Por fin, llega a París, pero algo ha cambiado. Echa de menos las costumbres civilizadas, el arte de hablar, la despreocupación de las veladas de antaño. Algo no le cuadra en esta fraternidad proclamada, pero defendida con sangre y violencia. Sus amigos han muerto asesinados o han envejecido. Decide partir a Inglaterra.
Otra vez se ve en el dilema de asegurar su vejez pintando todo lo que sus cuarenta y siete años le permitan. A pesar de las hostilidades que brotan entre Francia e Inglaterra, su amistad personal con el príncipe de Gales la exime de cualquier molestia por su nacionalidad.
Después de tres años agradables embarca con dirección a Suiza en 1807 y allí es nombrada miembro honorario de la Sociedad para el Avance de las Bellas Artes de Ginebra.
Volvió a Francia para vivir durante unos años en una casa que compró en Louveciennes, hasta que le fue arrebatada por el ejército prusiano durante la guerra de la coalición europea contra Napoleón en 1814. Regresó a París y allí recibió la trágica noticia de la muerte de su hija en 1819.
Sus últimos años transcurrieron entre las dos ciudades, con la compañía de algunos de sus cuadros, una vida tranquila y veladas compartidas con algunos amigos.

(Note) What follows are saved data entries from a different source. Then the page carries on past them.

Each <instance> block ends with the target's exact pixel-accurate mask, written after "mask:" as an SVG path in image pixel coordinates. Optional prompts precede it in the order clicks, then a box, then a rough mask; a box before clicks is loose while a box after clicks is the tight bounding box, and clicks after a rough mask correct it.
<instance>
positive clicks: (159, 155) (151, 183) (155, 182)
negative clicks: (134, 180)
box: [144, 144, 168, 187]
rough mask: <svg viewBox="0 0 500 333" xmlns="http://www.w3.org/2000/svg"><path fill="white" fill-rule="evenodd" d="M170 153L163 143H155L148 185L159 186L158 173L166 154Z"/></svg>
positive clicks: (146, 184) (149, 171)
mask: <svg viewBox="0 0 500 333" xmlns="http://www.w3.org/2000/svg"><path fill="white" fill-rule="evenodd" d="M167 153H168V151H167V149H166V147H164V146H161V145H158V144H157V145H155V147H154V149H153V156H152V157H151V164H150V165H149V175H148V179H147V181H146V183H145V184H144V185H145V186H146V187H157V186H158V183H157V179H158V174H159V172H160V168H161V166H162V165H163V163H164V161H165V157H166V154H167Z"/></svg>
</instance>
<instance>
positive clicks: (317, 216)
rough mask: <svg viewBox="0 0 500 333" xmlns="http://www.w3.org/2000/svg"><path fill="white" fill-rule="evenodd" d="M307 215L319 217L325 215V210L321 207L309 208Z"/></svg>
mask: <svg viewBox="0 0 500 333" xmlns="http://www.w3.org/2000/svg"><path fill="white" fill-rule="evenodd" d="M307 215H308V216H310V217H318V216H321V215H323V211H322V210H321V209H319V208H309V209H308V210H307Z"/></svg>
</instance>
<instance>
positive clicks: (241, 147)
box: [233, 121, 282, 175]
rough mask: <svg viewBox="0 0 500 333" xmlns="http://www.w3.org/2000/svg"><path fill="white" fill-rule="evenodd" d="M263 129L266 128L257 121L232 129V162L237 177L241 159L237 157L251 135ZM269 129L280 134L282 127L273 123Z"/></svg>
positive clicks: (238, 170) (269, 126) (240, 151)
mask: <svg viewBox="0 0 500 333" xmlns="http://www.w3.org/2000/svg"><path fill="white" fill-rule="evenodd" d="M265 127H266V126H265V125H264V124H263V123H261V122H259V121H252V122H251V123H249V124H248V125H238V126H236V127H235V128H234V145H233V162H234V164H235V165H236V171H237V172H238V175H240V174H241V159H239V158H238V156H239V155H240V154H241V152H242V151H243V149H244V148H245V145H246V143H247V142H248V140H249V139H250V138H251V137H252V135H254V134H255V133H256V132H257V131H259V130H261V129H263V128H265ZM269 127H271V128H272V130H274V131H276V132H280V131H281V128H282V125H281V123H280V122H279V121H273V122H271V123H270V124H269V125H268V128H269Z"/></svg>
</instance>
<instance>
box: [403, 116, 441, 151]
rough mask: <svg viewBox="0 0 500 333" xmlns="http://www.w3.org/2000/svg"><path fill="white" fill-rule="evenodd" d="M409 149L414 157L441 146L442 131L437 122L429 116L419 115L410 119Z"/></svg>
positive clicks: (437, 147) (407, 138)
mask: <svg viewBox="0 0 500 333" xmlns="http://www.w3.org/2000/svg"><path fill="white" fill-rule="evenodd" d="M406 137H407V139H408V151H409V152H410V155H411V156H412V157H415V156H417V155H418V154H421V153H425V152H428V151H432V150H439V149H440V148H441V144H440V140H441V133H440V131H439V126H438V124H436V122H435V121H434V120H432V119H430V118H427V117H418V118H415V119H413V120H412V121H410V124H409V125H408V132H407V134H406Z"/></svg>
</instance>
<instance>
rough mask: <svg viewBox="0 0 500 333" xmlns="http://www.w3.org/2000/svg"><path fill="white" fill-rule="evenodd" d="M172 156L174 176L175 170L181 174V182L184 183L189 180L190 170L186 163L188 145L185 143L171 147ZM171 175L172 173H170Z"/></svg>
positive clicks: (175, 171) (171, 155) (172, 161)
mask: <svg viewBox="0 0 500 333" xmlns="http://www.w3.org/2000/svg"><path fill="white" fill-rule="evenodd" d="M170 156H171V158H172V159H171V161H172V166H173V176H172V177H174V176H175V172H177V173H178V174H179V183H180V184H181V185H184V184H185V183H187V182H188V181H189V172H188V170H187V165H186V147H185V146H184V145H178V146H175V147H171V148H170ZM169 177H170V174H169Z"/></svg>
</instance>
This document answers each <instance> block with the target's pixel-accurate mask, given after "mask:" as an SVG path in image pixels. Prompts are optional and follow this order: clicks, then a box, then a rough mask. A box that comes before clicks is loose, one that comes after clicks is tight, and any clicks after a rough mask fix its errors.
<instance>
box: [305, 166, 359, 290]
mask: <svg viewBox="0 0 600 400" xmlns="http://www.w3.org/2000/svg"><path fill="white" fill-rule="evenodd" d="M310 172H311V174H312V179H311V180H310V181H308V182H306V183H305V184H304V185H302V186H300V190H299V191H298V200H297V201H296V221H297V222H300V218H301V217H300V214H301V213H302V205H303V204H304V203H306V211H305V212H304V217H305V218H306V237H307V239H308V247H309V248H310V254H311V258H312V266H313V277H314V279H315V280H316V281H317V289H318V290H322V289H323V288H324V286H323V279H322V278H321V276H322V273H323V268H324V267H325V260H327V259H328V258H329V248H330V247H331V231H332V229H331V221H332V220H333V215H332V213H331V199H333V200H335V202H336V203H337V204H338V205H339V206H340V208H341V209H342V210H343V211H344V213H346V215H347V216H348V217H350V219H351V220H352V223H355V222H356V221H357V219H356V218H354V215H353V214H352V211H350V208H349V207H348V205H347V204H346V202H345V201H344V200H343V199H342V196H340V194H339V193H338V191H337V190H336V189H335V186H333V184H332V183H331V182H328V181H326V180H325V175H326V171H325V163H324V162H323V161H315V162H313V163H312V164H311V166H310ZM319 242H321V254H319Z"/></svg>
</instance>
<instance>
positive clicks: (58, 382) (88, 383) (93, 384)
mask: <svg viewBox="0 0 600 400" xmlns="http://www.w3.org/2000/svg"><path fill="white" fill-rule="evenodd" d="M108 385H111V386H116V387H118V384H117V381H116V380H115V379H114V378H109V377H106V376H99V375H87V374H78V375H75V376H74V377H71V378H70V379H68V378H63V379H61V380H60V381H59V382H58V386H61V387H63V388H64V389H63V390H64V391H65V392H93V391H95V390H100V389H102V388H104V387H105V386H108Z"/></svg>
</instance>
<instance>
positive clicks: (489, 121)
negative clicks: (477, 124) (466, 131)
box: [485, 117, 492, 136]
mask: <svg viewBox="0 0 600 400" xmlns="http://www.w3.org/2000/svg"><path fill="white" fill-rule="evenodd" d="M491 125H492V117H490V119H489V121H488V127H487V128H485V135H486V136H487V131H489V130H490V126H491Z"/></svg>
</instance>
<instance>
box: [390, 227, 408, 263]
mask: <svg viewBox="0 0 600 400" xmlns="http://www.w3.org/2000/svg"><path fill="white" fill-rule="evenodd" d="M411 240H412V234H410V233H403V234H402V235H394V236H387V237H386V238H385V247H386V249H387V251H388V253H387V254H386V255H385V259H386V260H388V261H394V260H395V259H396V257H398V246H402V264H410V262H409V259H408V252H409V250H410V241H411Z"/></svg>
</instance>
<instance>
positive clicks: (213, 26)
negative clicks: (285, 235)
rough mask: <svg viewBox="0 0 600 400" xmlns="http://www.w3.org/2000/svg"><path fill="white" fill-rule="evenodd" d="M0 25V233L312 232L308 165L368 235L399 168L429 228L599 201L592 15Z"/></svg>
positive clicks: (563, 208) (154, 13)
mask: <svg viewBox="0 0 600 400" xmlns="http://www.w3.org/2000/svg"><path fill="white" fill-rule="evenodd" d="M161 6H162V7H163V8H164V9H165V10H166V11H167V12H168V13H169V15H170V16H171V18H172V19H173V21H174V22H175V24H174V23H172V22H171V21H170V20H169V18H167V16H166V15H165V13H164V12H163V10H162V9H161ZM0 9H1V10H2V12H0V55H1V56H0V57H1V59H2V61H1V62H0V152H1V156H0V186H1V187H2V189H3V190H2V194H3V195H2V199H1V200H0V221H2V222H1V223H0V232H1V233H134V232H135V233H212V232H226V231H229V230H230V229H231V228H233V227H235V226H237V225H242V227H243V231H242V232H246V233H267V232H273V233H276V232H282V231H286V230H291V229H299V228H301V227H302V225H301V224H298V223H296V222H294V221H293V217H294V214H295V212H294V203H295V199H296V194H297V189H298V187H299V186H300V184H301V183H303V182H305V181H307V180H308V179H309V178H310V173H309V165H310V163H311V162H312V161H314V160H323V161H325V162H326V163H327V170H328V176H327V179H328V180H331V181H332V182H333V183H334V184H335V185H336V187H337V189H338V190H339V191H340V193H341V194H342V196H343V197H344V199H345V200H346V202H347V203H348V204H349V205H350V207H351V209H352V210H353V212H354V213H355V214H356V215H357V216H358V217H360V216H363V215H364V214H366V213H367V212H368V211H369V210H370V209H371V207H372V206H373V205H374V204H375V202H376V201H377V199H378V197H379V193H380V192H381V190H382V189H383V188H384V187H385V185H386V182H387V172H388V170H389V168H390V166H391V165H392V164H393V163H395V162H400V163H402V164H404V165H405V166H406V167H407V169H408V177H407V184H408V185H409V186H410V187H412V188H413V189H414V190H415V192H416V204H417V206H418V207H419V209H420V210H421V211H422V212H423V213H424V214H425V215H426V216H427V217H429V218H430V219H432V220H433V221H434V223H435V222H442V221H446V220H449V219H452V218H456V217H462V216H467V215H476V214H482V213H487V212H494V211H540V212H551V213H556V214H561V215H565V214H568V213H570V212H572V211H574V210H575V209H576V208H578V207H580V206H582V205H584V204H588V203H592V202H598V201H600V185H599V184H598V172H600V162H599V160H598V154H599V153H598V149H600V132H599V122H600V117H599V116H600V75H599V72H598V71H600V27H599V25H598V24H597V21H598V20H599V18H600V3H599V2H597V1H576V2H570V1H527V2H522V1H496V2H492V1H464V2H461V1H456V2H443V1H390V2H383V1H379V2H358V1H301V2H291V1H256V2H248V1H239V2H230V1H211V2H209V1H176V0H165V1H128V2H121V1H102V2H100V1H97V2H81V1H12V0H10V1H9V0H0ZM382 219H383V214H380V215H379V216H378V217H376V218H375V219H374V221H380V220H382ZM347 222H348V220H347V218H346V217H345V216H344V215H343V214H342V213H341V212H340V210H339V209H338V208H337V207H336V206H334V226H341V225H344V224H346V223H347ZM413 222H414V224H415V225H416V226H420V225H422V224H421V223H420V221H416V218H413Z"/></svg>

Elisabeth Vigée Le Brun tuvo el privilegio de captar y transmitir belleza, fue poseedora de una tenacidad de hierro y sus buenos modales aderezados con una dulce discreción le abrieron los corazones de una gran parte de la realeza europea.
Su legado permanece ante nuestros ojos más de dos siglos después: setecientos retratos de personajes reconocidos, algunos autorretratos y cerca de doscientas obras de otros géneros de pintura, todo ello repartido en más de cien museos de veinte países.
Una vida, una historia, una enseñanza.